Learn our story, from the beginning and into the future.

Ever since we opened our gates we have approached life (and death) differently. While some just see the end of a loved one’s life as a time for grief and mourning, we prefer to think of it as a time for reflection, appreciation and even celebration. This is evident in everything we do, from the way we conduct our services to the amenities we choose to offer. We are not a burial ground. We are a close knit community dedicated to honoring, sharing and preserving the amazing and inspirational stories that are life.

Hawthorn Memorial Gardens

Since 1961, thousands of families have chosen Hawthorn Memorial Gardens for their loved ones. The traditions of The Avenue of Flags, Annual Luminary Service, and Grief Programs go above and beyond what families typically expect of a cemetery. Also many families choose Hawthorn because it is a perpetual care cemetery (a portion of every property sale is set aside into a perpetual care fund and only the interest can be used for maintenance). Others like its location surrounded by the Jefferson City Country Club and the garden-like setting our flat bronze memorials convey.

The helpful staff at Hawthorn Memorial Gardens invites you to tour our cemetery today. The cemetery offers a variety of affordable options to satisfy different needs for traditional ground burial, cremated remains (niche) or mausoleum entombment. We encourage family members to take a walk around the gardens so they can view different headstones and grave markers.

Hawthorn Memorial Gardens is a non-denominational cemetery. We can work with local funeral homes as well as funeral homes around the country.

Columbia Cemetery

The entrance to this cemetery was on Locust Street with gates that now front the historic Maplewood House, built by Slater and Margaret Lenoir in 1877 and now a historic site in Nifong Park.

Under the city’s care, the cemetery fell into disrepair. The April 27, 1849, issue of the Statesman includes a stinging editorial describing the “disgraceful condition of the Grave-Yard.” Fences were down, lanes were impassable and trees overgrown. The neglect, and possibly haphazard burying practices, led the General Assembly of Missouri to incorporate the Columbia Cemetery Association on Feb. 28, 1853.

The Act of Incorporation placed the old cemetery in the hands seven trustees — Jefferson Garth, Jas. R. Boyce, Moss Prewitt, W.F. Switzler, Richard C. Branham, H.H. Ready and James S. Rollins — and any successors they might choose. They were to take title to those lots used for burial, had power to purchase land, divide it and sell lots. Money raised was to be tax-exempt and used to maintain and benefit the cemetery.

By Oct. 22, 1858, according to the Statesman, the new association had bought land west of the graveyard and were enclosing the cemetery with a fence and laying out plots, walks and roadways. On Nov. 19, 1858, the sale of lots began.
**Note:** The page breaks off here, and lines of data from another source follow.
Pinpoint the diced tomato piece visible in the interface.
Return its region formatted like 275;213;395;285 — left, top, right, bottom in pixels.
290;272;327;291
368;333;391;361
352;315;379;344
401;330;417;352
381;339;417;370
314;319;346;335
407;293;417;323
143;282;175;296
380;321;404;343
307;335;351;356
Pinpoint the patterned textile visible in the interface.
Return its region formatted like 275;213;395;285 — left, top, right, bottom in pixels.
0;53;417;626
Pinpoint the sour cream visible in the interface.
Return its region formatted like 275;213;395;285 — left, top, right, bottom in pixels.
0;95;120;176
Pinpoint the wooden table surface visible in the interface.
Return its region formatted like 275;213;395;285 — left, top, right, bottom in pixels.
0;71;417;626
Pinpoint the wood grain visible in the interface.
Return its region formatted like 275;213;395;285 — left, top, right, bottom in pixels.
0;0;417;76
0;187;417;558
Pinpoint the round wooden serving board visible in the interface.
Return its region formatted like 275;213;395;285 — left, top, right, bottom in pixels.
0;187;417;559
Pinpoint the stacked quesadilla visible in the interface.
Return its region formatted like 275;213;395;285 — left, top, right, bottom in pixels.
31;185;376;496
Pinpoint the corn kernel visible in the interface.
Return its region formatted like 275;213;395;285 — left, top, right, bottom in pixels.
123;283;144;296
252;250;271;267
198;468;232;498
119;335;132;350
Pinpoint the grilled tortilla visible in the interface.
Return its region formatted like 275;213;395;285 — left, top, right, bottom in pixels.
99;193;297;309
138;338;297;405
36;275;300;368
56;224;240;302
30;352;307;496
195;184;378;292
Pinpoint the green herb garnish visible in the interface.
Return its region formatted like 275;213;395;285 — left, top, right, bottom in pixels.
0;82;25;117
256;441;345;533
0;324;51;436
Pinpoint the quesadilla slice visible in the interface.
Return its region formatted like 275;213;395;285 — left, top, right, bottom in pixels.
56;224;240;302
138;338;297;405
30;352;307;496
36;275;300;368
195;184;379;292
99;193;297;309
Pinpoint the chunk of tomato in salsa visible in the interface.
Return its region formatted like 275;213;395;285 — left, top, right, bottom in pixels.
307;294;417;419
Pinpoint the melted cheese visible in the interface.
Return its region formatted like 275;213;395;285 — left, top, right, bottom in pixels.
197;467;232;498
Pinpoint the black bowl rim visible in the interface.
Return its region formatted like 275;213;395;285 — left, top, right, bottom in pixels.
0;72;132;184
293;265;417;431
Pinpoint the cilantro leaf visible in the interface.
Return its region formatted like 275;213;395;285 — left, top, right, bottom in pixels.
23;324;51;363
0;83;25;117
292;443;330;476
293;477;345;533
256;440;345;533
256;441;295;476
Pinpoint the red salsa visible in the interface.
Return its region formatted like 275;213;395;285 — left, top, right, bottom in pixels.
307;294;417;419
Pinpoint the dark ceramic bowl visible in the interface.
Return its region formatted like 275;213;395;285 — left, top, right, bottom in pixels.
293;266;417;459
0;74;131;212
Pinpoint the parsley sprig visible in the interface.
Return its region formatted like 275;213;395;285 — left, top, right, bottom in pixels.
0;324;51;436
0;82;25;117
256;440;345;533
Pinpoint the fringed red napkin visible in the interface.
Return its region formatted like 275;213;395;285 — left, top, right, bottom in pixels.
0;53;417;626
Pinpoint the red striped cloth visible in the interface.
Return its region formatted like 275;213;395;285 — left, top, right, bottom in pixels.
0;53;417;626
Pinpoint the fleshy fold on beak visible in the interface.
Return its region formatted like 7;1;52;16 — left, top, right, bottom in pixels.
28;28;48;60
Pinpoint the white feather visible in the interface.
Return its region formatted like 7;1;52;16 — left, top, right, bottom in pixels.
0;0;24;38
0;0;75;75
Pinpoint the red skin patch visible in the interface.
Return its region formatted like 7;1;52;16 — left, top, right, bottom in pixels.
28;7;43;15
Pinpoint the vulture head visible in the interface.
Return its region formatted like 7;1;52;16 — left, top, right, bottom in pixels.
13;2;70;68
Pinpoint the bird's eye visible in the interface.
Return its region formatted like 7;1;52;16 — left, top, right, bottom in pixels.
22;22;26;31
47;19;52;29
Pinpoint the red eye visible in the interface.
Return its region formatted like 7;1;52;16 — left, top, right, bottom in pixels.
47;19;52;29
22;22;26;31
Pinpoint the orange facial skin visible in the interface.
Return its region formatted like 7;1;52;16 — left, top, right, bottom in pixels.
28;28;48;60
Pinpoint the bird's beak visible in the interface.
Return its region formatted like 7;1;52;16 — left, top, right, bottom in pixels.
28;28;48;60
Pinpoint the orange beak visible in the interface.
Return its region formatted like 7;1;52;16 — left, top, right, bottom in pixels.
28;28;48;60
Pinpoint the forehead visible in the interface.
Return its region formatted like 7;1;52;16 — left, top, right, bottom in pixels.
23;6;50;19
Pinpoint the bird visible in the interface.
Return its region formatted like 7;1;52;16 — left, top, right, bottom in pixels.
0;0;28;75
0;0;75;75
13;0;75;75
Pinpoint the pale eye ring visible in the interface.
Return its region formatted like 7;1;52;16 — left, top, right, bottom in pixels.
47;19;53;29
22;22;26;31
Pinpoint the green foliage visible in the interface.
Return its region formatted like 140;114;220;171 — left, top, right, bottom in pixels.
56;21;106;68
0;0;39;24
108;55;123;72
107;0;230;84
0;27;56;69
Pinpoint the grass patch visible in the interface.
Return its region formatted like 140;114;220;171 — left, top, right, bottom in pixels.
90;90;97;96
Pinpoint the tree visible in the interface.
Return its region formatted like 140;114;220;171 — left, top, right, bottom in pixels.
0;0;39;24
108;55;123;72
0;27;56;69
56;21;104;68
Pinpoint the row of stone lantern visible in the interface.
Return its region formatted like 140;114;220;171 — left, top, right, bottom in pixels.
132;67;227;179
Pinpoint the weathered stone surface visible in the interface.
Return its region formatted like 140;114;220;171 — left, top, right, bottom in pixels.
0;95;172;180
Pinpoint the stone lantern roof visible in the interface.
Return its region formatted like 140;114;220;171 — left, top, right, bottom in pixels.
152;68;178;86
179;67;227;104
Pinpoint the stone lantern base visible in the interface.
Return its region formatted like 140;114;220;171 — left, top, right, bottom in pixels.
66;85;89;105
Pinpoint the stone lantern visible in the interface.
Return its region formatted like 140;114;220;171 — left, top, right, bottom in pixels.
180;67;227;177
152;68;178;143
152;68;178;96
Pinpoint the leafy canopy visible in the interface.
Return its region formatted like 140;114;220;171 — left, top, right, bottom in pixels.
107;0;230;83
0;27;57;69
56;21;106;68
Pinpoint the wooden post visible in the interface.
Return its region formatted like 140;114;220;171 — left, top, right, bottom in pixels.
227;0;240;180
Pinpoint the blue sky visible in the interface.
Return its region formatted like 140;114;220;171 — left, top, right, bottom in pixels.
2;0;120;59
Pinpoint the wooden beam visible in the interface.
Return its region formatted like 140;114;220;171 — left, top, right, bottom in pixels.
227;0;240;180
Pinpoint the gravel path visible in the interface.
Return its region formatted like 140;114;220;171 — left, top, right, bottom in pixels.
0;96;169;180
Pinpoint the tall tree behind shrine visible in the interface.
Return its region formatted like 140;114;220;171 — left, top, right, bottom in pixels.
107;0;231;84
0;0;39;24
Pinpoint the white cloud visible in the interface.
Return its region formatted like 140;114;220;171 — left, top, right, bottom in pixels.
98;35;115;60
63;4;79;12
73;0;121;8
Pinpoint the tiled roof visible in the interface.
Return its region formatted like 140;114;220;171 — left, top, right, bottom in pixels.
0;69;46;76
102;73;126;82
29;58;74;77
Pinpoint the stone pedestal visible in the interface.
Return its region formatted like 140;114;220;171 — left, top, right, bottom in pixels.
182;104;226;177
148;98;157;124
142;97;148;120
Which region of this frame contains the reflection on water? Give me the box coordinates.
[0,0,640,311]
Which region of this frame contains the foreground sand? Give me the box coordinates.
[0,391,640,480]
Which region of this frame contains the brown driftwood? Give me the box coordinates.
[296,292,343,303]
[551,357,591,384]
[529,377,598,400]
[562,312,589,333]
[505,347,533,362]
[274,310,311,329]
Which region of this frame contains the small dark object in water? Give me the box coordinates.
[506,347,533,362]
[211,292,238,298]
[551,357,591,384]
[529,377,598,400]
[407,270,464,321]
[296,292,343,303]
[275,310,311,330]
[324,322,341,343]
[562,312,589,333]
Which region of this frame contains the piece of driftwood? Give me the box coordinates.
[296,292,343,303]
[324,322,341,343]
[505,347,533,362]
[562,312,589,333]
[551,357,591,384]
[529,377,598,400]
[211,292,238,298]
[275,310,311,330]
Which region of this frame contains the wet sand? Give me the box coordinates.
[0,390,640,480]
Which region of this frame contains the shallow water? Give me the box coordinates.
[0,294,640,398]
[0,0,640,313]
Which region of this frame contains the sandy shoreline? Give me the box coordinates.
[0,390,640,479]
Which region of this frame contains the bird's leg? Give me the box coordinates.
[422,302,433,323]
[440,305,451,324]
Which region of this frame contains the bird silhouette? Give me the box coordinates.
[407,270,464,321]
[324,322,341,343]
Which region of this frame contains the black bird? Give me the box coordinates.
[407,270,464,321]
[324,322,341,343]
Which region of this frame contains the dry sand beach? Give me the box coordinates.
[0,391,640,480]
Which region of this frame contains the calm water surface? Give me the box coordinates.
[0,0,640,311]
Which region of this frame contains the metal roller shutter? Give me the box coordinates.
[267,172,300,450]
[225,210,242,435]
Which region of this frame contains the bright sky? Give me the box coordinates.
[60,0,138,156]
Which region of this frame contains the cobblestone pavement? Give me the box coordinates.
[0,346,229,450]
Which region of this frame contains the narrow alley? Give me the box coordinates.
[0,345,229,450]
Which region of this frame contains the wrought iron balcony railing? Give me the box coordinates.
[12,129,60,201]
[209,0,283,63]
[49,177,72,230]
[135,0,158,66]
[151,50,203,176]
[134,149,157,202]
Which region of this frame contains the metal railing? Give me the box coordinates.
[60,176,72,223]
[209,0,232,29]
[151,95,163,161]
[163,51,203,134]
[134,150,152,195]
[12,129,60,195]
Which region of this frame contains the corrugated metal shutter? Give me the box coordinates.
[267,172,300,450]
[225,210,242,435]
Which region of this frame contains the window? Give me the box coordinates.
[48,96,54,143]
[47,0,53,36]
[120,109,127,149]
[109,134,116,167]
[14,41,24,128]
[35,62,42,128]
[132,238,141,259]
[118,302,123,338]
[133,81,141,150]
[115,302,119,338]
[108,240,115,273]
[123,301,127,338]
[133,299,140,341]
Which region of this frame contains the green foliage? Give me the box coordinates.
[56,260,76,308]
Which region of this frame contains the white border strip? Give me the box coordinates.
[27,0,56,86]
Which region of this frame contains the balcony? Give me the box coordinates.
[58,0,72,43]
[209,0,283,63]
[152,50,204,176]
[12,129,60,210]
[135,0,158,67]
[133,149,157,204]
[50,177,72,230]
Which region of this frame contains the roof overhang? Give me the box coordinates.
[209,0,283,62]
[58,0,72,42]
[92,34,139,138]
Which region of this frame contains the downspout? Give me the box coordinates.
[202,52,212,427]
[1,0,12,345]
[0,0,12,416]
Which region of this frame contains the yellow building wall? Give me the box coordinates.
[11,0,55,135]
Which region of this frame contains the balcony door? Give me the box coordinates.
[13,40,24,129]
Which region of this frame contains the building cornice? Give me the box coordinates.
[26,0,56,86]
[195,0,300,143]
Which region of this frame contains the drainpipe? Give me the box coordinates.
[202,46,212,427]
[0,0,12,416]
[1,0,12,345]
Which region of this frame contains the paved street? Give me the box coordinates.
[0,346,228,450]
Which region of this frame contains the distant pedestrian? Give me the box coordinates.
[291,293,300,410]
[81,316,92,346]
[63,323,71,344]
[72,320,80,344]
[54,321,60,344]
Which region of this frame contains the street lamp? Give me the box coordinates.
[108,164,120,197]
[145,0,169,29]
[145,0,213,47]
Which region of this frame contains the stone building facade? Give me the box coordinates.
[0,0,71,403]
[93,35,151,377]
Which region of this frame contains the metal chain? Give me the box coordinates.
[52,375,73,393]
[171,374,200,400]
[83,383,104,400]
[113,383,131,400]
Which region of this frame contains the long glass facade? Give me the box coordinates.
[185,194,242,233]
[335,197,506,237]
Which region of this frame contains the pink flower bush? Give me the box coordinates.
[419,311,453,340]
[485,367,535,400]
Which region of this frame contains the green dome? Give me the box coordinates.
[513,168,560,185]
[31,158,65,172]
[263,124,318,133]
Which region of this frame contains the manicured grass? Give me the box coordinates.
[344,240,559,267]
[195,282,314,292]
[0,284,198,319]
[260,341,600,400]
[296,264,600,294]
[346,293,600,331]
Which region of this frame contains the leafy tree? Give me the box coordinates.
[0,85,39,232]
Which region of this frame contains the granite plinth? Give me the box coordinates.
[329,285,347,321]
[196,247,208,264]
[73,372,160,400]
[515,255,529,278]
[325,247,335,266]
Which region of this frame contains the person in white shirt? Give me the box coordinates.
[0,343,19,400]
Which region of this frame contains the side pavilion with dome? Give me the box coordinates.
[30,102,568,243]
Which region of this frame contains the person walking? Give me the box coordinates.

The following year, the trustees bought land to provide an entrance from Broadway.

In 1873, another purchase to the south and east brought the size of the cemetery to 24 acres and, finally, the city council of Columbia officially conveyed the original six lots to the association.

Subsequent land transactions increased the size of the cemetery to 34 acres, including several historic areas. Besides the original lots, there are Jewish and black sections. Today, perpetual care extends to every corner of the property and sites are limited only by availability and preference.

A limestone vault house was added in 1877 for storing bodies if they could not be buried immediately, as was sometimes the case in the winter when the ground was frozen. The vault house still stands in the middle of the cemetery near Prewitt and Todd streets and underwent a major renovation in 2009.

Within the cemetery’s grounds lie two Revolutionary War soldiers — Samuel Elgin and William Orear — and veterans of every war since the War of 1812. There are at least six presidents of the University of Missouri, presidents of Stephens and Christian (now Columbia) colleges and a short-term governor, Abraham J. Williams.

Its monuments are a roll call of Boone County’s pioneer and influential families. Among them are Barr, Bowling, Bradford, Camplin, Cochran, Conley, Dorsey, Douglass, Garth, Gentry, Guitar, Hickman, Horner, Keene, Lenoir, McAlester, Maupin, Moss, Phillips, Prewitt, Price, Rollins, Schwabe, Stephens, Todd and Wilson.